繊細そうなエミルさんも、何気に只者じゃないし。レイチェルさんも隙がないし、ティムさんはガタイがいいし。獣人族のイメージはそっち寄りになってしまっていた。うん、偏見だったかも……?
「あの……上がってもいいの?」
少女はバスケットを抱えたまま、恥ずかしそうにしていた。彼女の長い尻尾がピンと立っている。緊張しているのかな……?
「あ……」
私も私で、今になって恥ずかしくなってきた。最近、コミュニケーションが上手くいくようになったからか、調子に乗ってしまっていたかな――。
「……ふふ、良かった。実はね、二人分あるの。一緒に食べていい?」
「は、はい……!」
嫌そうじゃない……嫌そうじゃない! 私はそう自身に言い聞かせて、彼女に入ってもらうことにした。
き、緊張するけれど。でも、頑張って話そう……!
彼女がバスケットを机の上に置く。私はカトラリー類を並べる。さあ、共に食事をと向い合せに座ったところで。
「……」
「……」
じっと私を見つめる彼女。話題を選び悩んでいる私。最近話せるようになったと、過信していたんだ……私はコミュ障だったじゃない……。
話題……聞きたいことならある。
子供たちは知らないと言っていたけれど……でも、それって幼いからってこと。それもあるのかもしれない。なら、私と同じくらいの彼女なら?

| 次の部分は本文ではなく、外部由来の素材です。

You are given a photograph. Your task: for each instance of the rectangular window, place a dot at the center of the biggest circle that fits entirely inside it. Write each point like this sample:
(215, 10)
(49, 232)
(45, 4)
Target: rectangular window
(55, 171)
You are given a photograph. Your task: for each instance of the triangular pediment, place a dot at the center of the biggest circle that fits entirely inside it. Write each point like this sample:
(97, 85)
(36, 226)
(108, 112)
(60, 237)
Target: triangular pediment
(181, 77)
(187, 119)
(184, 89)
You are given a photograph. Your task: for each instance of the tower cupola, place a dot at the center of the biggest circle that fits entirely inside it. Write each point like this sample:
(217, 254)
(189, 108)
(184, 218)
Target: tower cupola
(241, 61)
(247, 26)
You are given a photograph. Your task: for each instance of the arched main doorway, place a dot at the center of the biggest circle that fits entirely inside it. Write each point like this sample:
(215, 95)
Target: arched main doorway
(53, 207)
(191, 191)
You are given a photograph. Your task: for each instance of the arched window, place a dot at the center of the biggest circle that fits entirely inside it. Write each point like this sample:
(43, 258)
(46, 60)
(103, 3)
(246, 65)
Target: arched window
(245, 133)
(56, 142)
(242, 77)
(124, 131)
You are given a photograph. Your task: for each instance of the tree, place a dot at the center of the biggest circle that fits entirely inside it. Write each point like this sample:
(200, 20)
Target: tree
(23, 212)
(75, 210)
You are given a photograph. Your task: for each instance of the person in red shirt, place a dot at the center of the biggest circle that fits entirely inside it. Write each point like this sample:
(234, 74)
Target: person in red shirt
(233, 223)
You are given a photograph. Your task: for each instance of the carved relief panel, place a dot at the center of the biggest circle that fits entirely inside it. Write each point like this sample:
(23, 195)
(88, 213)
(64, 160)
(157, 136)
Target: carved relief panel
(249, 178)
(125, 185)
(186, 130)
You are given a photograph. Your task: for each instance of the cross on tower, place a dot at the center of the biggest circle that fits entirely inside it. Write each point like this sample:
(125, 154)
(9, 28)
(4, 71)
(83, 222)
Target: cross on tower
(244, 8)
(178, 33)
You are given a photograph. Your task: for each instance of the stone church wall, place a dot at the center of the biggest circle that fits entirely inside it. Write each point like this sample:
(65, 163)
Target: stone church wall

質問内容としてはアレだけれど、でも、このまま黙っているのも……よし。
「あの、突然の質問なのですが……!」
「ふふ、なあに?」
彼女は相変わらず私を見つめたまま。それでいて、愛らしく微笑んでいる。
「金糸雀隊、御存知ですか? 見かけたり、とか」
「……」
――彼女は笑顔のまま。ずっと、嫋やかに。
「ふふ、噂で聞いたりとかは。精鋭集団、なのでしょう?」
「……」
変わりない笑い顔で――そう口にしていた。
「どうしてなの? なぜそのような質問を?」
「それは……」
逆に聞かれた。彼女は可愛らしい顔に相応しい、笑顔をしている。しているのに……心が落ち着かない。
「……子供たちとそういう話題になって」
「そうなの?」
「……はい。それに、この近くでも見かけたことがあって」
「まあ、そうなの。それは、任務の最中だったのでは?」
青白くなっていく私とは違い、頬を紅潮させたままの彼女。
「……ねえ? せっかくの手料理なの、食べましょう?」
「そうですね……」
彼女の手作りだったんだ。なら、きちんとご馳走になろう。彼女はバスケットを開いて中身を見せてきた。ああ、より一層美味しそうな匂いが――。
「……?」
微かにだけど、わかる。この匂いって、いわゆる……。
「――どうして、たべないの? とぉっても、おいしいのに?」
「え」
この声は彼女? こんな纏わりつくような……粘着質な声、していた……?
彼女の長いしっぽがゆらゆらと揺れている。私を惑わそうとしているかのように――。
「……せっかくですが、私はいただけません」
声が震える。こんな、可愛らしい笑顔の子が。にこにこ友好的な子が。こんな、こんな……。
「口には……できません」
私は拒絶の意を示した。食べるわけにはいかない、だって。
――睡眠作用のある薬草、それの匂いがしたから。